精子欠乏症や、女性の卵管障害(卵管がつまっていて卵子が子宮に移動できない)などの場合、この治療が行われます。

(2)の人工受精との大きな違いは、女性の卵巣から外科的に卵子を取り出して、女性の体外(シャーレや試験管内)などで卵子と精子を接触させる点です。受精後は、いくつかに細胞分裂した受精卵を直接子宮内に戻します。

この治療の妊娠率は、35歳未満で41%、35歳〜37歳で32%、38歳〜40歳で23%となっています。

(4)顕微授精

重度の精子欠乏症など、体外でさえも受精が難しい場合にこの治療が行われます。

(3)の体外受精と良く似ていますが、一つだけ異なる点は、卵子と精子を接触させて受精を待つのではなく、精子を一匹選び出して、卵子内に注入して授精させる点です。これらの処置は顕微鏡下で行われます。(3)と同様に、いくつかに細胞分裂させた後で子宮内に戻します。

この治療の妊娠率は、35%です。


以上、ご紹介した4つの治療法は、それぞれに記述した原因がある場合だけでなく、原因不明の不妊にも用いられます。

「不妊」とは

ところで、不妊とは、正常な夫婦生活を持っているにも関わらず、2年以上妊娠しないことを言います。この「2年間」という期間の裏付けとなっているのは、以下の研究結果です。

100組のカップルが妊娠を望んで通常の夜の仲良しを行った場合、

・20組が1か月以内に妊娠
・70組が6か月以内に妊娠
・85組が1年以内に妊娠
・90組が1年半以内に妊娠
・95組が2年以内に妊娠

となっています。

つまり、2年以内に妊娠できないのはたったの5組。5%に過ぎません。この5%には何らかの原因があることが予想され、2年以上努力してもおそらく妊娠はしないので、治療をしましょう、ということです。

ここで1つ説明ですが、この「通常の夫婦生活」とは、週3回以上を意味します。これが、妊娠するために推奨される回数なのです。

多いと思いませんか? 忙しく、ストレスも多い日本人にとって、この数字はなかなか達成できるものではありません。

その結果、実は異常はないのだけれど、不妊として治療を受ける人が増えているのだと思われます。

排卵誘発剤による治療の成功率が50%、1か月間頑張って週3回夫婦生活に励んだ場合の成功率が20%、治療を始める前に、トライしてみる価値ありではないかと、個人的には思いますが、いかがでしょうか?

●ライター/Hillまゆ子(助産師)

編集部追記

今回のコラムでは、不妊治療の成功率として、アメリカで行われた治療4つを紹介し、それぞれの妊娠率を紹介していただきました。

「不妊治療の成功率」について、一般的にはどう言われているのか、編集部でまとめてみました。

【年齢別】自然妊娠率・受精率・着床率・流産率

160627toitore03

年齢別の自然妊娠率

自然に妊娠する確率は、下記のように年齢によって異なります。

・25歳……25〜30%
・30歳……25〜30%
・35歳……18%
・40歳……5%
・45歳……1%

35歳から急激に自然妊娠率が下がることがわかりますね。45歳ではたったの1%。ほとんど自然妊娠はできないようです。
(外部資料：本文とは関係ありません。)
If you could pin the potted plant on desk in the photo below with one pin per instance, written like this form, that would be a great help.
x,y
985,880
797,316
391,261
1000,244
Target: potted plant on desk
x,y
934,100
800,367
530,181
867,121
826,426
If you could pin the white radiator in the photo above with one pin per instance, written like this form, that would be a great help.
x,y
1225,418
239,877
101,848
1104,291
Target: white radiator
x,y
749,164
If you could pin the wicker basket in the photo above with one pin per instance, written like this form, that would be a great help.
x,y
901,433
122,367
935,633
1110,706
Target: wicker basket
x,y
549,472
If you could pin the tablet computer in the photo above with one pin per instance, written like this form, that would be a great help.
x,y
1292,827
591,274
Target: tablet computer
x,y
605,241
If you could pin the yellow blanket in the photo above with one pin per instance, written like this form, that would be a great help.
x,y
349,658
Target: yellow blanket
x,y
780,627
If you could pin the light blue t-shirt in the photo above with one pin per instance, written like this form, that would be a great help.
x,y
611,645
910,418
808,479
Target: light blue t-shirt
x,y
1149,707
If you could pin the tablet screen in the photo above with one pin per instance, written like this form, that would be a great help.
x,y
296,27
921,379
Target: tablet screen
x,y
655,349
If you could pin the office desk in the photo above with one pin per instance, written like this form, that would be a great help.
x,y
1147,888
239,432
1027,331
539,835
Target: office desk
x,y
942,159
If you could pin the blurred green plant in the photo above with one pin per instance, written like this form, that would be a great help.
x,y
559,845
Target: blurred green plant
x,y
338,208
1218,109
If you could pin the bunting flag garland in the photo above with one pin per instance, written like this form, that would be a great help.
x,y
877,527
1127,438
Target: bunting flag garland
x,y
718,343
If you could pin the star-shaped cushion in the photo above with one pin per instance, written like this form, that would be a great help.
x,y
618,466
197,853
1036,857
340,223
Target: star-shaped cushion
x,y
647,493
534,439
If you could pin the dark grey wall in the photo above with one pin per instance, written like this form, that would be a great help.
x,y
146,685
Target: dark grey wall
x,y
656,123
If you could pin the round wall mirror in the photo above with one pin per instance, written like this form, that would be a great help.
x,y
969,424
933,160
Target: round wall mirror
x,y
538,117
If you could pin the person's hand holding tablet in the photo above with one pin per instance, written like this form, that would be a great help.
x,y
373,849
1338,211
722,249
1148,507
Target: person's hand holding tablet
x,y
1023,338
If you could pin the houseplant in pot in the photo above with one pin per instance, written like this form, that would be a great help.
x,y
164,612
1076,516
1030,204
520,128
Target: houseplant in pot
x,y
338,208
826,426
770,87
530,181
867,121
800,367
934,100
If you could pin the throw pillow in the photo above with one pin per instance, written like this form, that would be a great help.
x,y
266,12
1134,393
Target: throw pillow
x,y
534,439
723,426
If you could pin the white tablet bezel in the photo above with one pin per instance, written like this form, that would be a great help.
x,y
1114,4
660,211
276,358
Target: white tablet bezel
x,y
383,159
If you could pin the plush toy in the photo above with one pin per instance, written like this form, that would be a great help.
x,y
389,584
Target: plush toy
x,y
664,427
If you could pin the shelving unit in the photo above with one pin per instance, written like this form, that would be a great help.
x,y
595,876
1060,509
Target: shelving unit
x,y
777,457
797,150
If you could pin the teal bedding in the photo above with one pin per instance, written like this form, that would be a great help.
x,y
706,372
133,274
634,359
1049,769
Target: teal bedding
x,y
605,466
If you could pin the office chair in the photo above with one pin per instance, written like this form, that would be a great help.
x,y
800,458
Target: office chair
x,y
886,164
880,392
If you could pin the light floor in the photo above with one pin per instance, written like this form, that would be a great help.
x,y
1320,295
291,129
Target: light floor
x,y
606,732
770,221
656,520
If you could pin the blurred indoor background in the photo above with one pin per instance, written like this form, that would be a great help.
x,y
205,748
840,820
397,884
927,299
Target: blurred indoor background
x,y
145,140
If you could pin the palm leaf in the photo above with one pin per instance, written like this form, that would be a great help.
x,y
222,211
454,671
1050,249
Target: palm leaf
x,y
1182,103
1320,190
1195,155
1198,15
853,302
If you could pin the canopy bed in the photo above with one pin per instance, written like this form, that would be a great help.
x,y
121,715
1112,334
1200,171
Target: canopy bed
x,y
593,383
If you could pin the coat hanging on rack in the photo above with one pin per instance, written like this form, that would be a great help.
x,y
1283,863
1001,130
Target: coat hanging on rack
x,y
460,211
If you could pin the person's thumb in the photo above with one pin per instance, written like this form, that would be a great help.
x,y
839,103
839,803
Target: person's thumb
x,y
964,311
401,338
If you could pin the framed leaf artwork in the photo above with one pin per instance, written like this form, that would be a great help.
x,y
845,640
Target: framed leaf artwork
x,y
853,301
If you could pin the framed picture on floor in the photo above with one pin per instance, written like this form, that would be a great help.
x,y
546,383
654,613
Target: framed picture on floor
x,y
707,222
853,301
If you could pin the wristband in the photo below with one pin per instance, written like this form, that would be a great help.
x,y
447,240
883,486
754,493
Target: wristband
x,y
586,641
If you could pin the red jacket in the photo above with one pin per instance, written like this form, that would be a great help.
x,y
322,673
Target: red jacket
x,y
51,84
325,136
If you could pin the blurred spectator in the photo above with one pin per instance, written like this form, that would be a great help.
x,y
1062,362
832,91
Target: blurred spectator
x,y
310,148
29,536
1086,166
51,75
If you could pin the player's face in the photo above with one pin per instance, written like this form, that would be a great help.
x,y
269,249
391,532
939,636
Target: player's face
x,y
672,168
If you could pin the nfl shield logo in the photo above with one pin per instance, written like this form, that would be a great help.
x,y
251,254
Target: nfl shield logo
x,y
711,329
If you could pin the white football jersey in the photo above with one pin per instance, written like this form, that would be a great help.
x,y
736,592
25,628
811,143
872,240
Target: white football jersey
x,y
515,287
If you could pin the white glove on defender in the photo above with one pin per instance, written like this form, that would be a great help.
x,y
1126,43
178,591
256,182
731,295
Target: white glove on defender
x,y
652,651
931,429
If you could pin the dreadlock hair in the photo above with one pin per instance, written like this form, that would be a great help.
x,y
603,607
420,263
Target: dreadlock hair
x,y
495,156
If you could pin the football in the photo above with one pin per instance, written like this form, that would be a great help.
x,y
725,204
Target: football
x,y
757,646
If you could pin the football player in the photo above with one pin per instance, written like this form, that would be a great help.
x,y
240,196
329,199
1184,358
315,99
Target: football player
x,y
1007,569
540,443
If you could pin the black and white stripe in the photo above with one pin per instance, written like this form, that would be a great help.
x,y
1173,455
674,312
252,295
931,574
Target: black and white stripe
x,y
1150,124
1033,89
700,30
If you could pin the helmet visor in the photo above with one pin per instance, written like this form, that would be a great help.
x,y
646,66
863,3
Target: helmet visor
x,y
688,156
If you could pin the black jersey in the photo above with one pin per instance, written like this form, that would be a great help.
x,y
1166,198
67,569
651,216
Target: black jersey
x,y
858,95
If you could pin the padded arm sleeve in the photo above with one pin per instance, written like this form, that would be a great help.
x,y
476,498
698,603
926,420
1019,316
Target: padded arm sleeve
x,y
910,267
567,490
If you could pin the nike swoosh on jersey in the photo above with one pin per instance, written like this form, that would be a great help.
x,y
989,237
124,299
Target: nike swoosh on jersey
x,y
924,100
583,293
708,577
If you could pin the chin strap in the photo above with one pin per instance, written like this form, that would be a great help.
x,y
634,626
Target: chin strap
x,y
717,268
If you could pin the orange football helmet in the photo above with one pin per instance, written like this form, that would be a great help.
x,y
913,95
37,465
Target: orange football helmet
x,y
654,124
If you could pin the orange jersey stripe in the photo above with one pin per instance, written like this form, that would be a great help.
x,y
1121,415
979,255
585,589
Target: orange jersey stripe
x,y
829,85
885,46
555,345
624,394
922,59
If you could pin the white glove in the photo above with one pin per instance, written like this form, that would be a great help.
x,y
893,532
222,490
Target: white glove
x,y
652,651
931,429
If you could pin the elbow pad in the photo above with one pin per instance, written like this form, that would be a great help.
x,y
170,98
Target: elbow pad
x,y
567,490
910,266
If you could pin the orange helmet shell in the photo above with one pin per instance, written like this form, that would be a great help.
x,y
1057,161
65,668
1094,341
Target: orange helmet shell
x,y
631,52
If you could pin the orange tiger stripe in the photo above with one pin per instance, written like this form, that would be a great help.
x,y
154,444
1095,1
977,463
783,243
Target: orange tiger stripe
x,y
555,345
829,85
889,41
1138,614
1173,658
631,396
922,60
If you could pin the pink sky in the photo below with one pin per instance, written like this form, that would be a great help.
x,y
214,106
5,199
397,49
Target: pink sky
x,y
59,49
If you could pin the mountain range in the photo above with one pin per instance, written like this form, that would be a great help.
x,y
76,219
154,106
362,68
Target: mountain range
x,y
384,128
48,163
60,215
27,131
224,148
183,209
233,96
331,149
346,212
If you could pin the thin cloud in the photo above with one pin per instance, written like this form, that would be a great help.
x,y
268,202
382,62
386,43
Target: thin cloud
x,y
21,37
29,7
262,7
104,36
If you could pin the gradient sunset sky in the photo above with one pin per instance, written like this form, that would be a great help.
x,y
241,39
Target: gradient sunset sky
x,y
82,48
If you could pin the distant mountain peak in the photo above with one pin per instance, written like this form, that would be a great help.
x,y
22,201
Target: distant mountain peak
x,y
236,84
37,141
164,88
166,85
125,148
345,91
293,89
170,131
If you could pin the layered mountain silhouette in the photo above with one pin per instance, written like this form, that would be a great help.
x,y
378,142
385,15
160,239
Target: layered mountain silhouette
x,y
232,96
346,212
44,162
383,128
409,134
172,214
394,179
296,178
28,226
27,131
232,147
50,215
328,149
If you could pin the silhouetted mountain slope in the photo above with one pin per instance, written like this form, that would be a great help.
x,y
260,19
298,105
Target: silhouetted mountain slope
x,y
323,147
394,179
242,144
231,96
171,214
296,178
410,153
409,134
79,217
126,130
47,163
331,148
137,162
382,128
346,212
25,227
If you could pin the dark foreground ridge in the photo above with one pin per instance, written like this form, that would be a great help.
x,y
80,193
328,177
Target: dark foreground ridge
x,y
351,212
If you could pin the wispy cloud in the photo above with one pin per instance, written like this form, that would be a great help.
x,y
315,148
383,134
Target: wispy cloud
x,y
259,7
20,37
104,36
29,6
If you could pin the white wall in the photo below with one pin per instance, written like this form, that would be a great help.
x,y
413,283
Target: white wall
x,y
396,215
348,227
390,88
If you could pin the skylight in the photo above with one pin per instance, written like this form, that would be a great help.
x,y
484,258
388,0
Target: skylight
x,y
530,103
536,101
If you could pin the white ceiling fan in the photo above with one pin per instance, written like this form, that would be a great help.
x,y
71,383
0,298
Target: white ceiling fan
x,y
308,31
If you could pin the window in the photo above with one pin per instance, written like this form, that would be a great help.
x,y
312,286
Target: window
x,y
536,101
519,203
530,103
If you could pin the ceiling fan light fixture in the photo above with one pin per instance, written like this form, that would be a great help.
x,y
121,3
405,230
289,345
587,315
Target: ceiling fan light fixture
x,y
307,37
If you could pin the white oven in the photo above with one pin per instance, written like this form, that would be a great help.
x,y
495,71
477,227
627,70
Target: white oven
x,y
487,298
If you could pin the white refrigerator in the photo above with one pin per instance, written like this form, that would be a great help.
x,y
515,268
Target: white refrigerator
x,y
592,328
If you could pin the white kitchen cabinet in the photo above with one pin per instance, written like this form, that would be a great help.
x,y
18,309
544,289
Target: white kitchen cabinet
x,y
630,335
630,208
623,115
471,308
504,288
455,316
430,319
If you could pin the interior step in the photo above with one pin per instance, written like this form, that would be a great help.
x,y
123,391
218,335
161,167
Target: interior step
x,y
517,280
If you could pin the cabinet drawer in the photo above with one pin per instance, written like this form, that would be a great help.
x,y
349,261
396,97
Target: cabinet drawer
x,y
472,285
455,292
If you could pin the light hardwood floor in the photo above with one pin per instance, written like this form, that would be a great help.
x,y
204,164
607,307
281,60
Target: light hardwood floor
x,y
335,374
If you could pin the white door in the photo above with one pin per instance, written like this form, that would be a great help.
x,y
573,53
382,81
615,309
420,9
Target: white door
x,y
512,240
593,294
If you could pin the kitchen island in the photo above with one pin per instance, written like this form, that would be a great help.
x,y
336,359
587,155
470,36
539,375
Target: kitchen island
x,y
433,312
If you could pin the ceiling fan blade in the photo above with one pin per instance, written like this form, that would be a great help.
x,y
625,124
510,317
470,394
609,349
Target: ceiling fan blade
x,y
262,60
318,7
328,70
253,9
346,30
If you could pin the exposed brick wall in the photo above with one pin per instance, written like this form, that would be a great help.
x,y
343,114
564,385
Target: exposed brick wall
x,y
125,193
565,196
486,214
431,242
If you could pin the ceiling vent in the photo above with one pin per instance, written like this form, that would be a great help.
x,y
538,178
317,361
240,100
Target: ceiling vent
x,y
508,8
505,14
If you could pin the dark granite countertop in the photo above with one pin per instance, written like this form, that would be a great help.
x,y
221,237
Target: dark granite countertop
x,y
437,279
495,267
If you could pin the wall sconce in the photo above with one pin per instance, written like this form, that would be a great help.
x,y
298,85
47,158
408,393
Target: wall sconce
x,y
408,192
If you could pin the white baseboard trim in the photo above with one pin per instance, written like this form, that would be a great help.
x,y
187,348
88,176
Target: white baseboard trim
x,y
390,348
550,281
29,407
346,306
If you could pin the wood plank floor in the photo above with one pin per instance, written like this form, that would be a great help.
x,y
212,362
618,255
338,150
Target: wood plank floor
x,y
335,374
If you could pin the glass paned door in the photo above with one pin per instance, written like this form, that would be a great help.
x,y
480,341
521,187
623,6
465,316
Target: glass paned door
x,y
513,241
年齢が上がるにつれて自然妊娠率が下がるのは、卵子が老化するから

37歳〜42歳にかけて、卵巣内にある卵母細胞数は急激に減少し、なんと卵子の数は10分の1にまで減ってしまうそうです。

受精率

排卵日近辺で男女が関係を持てば、80%の確率で受精するとのこと。

着床率

受精が80%の確率で成功したとしても、着床しなければ妊娠はしません。

着床率は受精率の半分以下! さらに、着床してから妊娠が継続する確率は10〜20%だそう。

年齢別の流産率

自然妊娠する確率は年齢が上がるにつれ、どんどん減少していきましたが、流産率はその逆です。

・25歳……10%
・30歳……10%
・35歳……25%
・40歳……40%
・45歳……50%

年齢が上がるほど卵子が老化し、生命力が低下します。そのため、流産する確率も上がってしまいます。

不妊になる原因

KAZ7842_DSCF3259_TP_V

不妊になる原因は、女性側に原因があるものと、男性側に原因があるものに分けることができます。ただし、両方に原因がある場合もあります。

『WHO(世界保健機関)』の不妊原因調査では、女性のみに原因がある場合が約41%、男性のみに原因がある場合が約24%、両方に原因がある場合が約24%となっており、原因不明の場合が約11%だそうです。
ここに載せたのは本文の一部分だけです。